Friday 14 May 2021

Load testing on linux - access.log is pretty rich in content

I've been doing some more load testing using OATS and Linux machines.

This could be one of my last load tests using OATS, as this is not going to be supported going forward.  This is a bit of a shame to me, as I've always been able to completely load test a JD Edwards implementation solo.  From the database, web servers, application servers - everything!  I know that we also had a couple of team members that had the same level of competence.  It's nice when you can simulate a load on JDE and have complete confidence for go-live.

The site that I've been working on are looking to go-live on 9.2 and have not changed their platform.  They run a pretty tight ship and are also running JDE on an ODA.  I have lots of war stories, but this machine is a beast.  768GB of memory per node and all SSD makes it pretty hard to get things wrong to be honest...  No wait, there are a million things to get wrong - but you have a lot of realestate.

So, back to the JDE content here.  The load test is somewhat different, as we are comfortable with the platform and the throughput of the hardware.  The load testing we want to do here is about stability and configuration.  We have changed database to 19c, new weblogic, new Linux and of course tools and apps - so there is a lot of change - but we want to ensure that the basic hardware and database configuration is going to be okay, as we are confident in the platform.

To do this, I find the best testing is simple long running scripts hitting popular applications.  So, lots of Sales order inquirys, item locations, pricing and more.  

While running this load, I happened to get about 3% of sessions failing with a fairly strange error: 


The HTTP error (12152) is: The server returned an invalid or unrecognized response

So, OATS is getting the server to respond, but the response is invalid.  This is going to be a little harder to track down, because it's client side.  and we don't get complete responses client side.


Another annoying (or perhaps positive) observation is that the errors are occurring all over the place - they are not on a particular screen / particular request.  You can also see that overall 36 failed out of 1100, but among the detail of the page, 3 of 1100 are failing - very small representation - but I do want to know more.

Also, I see that there is nothing in the WLS logs - I guess because it's client side.  I even went for the details in the access logging, hoping that this might lead to an observation...  But remember, my OATS scripts easily detect 404's or 500's - they are NOT getting this.

[oracle@jdevpweb03 logs]$ cat access.log |grep '1" ' | awk '{print $(NF -1) }' | sort |uniq -c
   3425 200
      8 302
      1 404


But, good to know that you can sum all of the errors / HTTP return codes from the access logs, you can also see how much traffic is being generated.  This is pretty interesting too, if you are looking for strange behavior or patterns for your security POV.

I can also see this in the OATS logs:  C:\OracleATS\logs\java_agent.log

2021-05-14 13:01:32,541 ERROR [IteratingAgent 1648][oracle.oats.scripting.modules.basic.api.internal.IteratingAgent.1648] Iteration 13 failed at line (script.java:2182).
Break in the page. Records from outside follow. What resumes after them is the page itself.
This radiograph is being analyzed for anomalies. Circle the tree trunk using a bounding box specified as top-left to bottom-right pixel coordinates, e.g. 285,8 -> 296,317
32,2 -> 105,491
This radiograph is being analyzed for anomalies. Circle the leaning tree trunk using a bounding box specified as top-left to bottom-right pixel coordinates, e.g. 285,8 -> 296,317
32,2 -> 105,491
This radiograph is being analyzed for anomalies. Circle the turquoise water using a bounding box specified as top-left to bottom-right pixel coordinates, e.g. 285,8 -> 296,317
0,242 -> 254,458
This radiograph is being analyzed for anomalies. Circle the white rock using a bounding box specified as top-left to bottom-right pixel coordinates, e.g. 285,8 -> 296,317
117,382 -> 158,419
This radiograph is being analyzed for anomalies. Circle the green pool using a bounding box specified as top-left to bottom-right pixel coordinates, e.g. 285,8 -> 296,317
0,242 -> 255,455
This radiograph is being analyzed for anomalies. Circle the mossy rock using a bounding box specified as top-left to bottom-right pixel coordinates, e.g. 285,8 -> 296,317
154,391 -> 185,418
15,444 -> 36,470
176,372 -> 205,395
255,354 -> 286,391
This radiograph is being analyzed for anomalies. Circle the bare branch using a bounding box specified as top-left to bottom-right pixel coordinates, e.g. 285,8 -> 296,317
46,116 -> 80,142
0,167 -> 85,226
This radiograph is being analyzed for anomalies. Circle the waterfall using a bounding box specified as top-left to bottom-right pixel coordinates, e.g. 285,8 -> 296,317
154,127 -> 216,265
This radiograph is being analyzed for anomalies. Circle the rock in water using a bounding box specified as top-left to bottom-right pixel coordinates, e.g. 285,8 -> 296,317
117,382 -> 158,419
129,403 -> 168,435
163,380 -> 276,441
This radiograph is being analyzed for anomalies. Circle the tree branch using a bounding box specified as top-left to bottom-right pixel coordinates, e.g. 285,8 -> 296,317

Failed to read HTTP response header from server. 
Comparable WinInet error code: Error 12152: ERROR_HTTP_INVALID_SERVER_RESPONSE The server response could not be parsed. Caused by: java.net.SocketException occurred. Error Message:Connection reset
oracle.oats.scripting.modules.basic.api.exceptions.ScriptException: Failed to read HTTP response header from server. 


Interestingly this message says that the connection was reset, but - the script has not failed - only the individual page response.  OATS actually does not recover very well from this and we get orphan sessions in server manager.  Eventually this will cause the JAS servers to have too many open sessions and crap out all of your testing.

It seems that I need to follow the bouncing ball, as the client is getting "network disconnect"

Caused by: java.net.SocketException: Connection reset
at java.net.SocketInputStream.read(SocketInputStream.java:210)
at java.net.SocketInputStream.read(SocketInputStream.java:141)
at sun.security.ssl.InputRecord.readFully(InputRecord.java:465)
at sun.security.ssl.InputRecord.read(InputRecord.java:503)
at sun.security.ssl.SSLSocketImpl.readRecord(SSLSocketImpl.java:973)
at sun.security.ssl.SSLSocketImpl.readDataRecord(SSLSocketImpl.java:930)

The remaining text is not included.